Reliability in Downstream Analysis: The paper provides a practical framework to filter out unstable clusterings before performing differential expression or biological interpretation, reducing the risk of false discoveries.
Handling Heterogeneity: The method successfully identifies when data is too homogeneous to cluster (monocytes) or when specific clusters are inherently unstable (T-cells, plasmablasts), offering a more nuanced view than standard "best-fit" clustering.
Reproducibility: By defining stability through subsampling consistency, the approach directly addresses the replicability crisis in scRNA-seq analysis.

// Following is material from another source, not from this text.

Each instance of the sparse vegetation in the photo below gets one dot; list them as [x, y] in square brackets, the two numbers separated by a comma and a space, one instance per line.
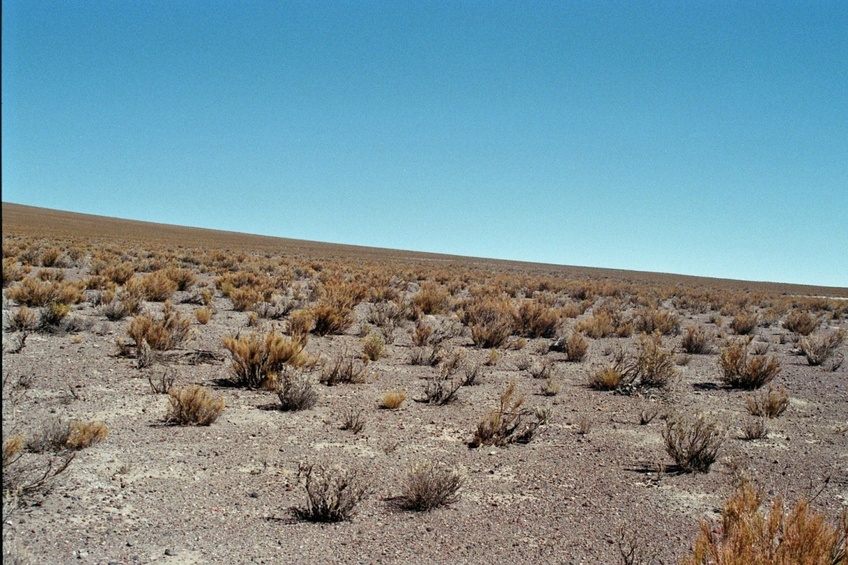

Future Directions: The author notes that while the current thresholds (e.g., 500 cells for unstable clusters) are arbitrary, the framework allows for the systematic exploration of stability criteria. The work also highlights the need for faster distance calculation methods for high-dimensional data and better understanding of why certain biological groups (like T-cells) remain difficult to separate.

In summary, Klebanoff presents a robust, mathematically grounded pipeline that shifts the focus from simply finding a clustering to finding stable and admissible clusterings, thereby enhancing the reliability of single-cell genomics research.